Waterloo Region Record

Canadians defend strategy for fighting ISIL

- Lee Berthiaume

PERSIAN GULF — Two senior Canadian generals have defended the current strategy for defeating ISIL in Iraq and Syria, which U.S. officials have put under review following scathing criticism by President Donald Trump.

U.S. Defence Secretary James Mattis was in Iraq this week after Trump gave the retired general until the end of the month to come up with a plan for speeding up the campaign. During last year’s election, Trump criticized the slow pace of progress and promised to introduce a new approach that would hasten ISIL’s defeat.

But brigadier-generals David Anderson and Stephen Kelsey say they are hardpresse­d to think of ways to improve the existing strategy.
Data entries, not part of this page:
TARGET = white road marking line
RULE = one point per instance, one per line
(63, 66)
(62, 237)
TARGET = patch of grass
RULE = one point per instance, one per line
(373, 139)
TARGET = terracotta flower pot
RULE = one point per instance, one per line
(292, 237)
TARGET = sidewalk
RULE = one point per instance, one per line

And they worry that rushing to destroy ISIL could in fact undermine the progress that has been made in dealing with the root causes that led to the extremist group’s rise in the first place.

“I can’t think of a different way to do this that doesn’t create all the problems that have been there from the past,” Anderson said Monday, before Mattis’s unannounce­d arrival in Iraq. “I think we’ve got it right.”

Anderson and Kelsey are both based in Baghdad. And while they’re Canadian, each holds a key position within the larger internatio­nal coalition for defeating ISIL.

Mattis hasn’t said what changes he wants to see in the campaign plan, but reports suggest the options under discussion include putting more U.S. troops on the ground and having them do more of the fighting.

Anderson and Kelsey insisted it is up to the U.S. to decide its own approach to defeating ISIL; but any change would impact all countries involved in the effort.

That includes Iraq itself. Kelsey said what he believes will end the cycle of violence, is that Iraqi troops are the ones doing the fighting and dying for their own country.